Fotografía de una variedad de frutas y verduras rojas, destacando fresas, tomates y manzanas rojas.

El Verde: La Clorofila, Aliada de Nuestro Organismo

"Verde, que te quiero verde…" Este color en la alimentación es un aliado indiscutible, destacando por sus propiedades antioxidantes, oxigenantes y alcalinizantes. El característico color verde se debe a la clorofila, un pigmento especialmente saludable que, además de dar color, cumple diversas funciones en nuestro organismo.

La clorofila es a menudo comparada con la sangre humana debido a su estructura química, casi idéntica a la de la hemoglobina, la proteína encargada de transportar el oxígeno esencial para la vida de nuestras células.

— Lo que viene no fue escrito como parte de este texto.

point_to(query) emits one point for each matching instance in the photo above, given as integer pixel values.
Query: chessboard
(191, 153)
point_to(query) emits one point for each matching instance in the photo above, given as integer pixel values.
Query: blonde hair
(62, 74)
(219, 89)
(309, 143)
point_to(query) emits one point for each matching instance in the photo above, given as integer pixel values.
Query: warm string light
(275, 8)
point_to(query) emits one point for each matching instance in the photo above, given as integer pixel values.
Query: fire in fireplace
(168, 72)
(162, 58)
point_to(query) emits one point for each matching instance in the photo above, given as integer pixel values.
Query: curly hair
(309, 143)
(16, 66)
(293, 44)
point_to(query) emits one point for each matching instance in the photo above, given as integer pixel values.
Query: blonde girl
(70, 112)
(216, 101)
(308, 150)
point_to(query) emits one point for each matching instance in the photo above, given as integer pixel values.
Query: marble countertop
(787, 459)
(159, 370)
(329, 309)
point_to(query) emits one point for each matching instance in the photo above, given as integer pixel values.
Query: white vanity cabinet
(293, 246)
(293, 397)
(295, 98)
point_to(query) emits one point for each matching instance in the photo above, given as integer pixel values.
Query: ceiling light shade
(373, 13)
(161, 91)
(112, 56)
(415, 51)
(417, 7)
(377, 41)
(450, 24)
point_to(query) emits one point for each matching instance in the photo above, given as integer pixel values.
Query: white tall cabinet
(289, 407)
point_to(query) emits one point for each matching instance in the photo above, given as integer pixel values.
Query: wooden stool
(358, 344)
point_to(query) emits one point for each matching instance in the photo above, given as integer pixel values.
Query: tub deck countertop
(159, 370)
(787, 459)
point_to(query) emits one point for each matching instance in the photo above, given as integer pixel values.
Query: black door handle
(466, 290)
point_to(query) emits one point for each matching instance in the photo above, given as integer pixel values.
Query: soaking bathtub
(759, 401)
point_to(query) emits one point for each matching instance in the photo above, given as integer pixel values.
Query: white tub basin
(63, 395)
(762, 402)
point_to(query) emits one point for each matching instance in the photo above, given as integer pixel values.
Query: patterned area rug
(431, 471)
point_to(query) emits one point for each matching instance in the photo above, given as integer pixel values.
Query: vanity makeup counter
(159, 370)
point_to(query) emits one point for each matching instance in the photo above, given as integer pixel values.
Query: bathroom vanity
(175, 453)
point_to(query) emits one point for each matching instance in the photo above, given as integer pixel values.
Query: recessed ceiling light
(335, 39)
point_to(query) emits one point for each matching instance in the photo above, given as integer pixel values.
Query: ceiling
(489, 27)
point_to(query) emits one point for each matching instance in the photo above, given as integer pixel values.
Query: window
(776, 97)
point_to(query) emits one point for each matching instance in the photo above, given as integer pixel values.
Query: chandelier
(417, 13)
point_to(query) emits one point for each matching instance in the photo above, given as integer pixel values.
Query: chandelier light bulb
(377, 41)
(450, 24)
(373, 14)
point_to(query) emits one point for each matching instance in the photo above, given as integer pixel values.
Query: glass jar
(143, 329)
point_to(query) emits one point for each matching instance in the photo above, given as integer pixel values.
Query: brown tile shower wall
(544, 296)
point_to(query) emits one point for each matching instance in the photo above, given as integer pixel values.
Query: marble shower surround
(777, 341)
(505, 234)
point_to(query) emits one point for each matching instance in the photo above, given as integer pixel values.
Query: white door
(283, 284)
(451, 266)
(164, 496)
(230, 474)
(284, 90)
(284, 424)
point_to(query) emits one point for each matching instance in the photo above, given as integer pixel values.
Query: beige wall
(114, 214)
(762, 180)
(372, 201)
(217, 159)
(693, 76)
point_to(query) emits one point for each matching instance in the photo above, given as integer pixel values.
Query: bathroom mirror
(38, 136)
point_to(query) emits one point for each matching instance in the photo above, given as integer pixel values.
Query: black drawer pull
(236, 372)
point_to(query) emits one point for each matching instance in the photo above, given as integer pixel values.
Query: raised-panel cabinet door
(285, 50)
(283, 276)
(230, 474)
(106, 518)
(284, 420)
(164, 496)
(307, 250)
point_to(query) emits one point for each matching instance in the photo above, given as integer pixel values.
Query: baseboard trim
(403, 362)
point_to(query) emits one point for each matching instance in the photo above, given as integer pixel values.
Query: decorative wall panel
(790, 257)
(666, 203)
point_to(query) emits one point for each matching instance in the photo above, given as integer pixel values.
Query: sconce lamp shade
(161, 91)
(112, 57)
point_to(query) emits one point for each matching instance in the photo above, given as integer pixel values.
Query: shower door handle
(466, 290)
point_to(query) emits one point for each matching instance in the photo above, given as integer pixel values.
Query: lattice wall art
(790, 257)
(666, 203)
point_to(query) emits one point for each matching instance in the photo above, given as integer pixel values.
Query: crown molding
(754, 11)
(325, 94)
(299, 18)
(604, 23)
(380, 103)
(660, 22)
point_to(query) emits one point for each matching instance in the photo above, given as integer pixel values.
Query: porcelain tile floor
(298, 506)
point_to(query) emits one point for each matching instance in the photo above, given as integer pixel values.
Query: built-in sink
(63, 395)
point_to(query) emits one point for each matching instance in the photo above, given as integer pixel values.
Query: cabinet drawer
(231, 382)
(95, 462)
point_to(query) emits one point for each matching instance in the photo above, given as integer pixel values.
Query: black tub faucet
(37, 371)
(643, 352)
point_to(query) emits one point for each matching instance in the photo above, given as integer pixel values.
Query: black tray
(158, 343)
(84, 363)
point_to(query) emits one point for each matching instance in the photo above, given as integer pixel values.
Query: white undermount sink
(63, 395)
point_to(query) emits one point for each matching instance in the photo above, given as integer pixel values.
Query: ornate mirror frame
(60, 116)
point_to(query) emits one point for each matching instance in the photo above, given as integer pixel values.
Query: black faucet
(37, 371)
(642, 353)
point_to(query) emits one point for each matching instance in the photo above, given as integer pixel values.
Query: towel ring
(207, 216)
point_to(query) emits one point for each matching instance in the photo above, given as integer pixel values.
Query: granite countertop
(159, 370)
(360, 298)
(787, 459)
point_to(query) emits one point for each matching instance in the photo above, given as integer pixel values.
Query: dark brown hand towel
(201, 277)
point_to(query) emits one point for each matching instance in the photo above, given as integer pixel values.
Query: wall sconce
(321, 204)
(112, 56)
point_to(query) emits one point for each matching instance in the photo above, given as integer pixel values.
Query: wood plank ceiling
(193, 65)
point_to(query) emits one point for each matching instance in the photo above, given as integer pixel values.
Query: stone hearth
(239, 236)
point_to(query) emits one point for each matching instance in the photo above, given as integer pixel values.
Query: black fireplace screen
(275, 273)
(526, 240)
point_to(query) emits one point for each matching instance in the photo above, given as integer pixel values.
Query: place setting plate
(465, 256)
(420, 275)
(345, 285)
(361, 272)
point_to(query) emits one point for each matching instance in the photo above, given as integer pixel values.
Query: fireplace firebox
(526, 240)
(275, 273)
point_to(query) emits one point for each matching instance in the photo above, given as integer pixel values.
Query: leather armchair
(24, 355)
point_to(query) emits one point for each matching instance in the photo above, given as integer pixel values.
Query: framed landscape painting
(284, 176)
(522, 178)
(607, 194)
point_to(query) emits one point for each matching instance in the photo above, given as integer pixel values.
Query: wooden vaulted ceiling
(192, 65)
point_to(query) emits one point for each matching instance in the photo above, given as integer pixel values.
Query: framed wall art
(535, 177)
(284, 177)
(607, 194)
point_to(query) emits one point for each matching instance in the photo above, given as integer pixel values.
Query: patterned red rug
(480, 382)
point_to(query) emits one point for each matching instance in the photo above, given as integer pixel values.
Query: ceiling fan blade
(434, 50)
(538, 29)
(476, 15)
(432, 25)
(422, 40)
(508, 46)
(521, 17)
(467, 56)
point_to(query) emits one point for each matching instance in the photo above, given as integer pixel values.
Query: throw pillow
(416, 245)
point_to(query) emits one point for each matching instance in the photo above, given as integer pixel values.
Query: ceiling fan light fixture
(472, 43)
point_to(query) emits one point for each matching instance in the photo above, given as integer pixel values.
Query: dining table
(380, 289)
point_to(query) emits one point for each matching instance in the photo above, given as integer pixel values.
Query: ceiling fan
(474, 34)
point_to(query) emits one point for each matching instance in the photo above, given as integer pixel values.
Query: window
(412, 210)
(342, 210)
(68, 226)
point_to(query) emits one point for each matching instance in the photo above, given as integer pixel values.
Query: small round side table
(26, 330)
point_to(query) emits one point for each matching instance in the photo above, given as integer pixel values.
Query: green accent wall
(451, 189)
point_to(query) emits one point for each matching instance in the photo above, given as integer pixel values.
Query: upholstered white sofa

La diferencia principal radica en el átomo central: hierro en la hemoglobina y magnesio en la clorofila. Estudios sugieren que el consumo de vegetales y frutas ricas en clorofila puede incrementar la cantidad de hemoglobina en nuestro cuerpo.

Los alimentos con alto contenido de clorofila son una excelente fuente de potasio, vitamina B9 (ácido fólico), calcio, vitamina C, betacarotenos y luteína, además de fibra. El aporte de potasio confiere a estos alimentos un suave efecto diurético, siendo recomendados para personas con hipertensión arterial y retención de líquidos.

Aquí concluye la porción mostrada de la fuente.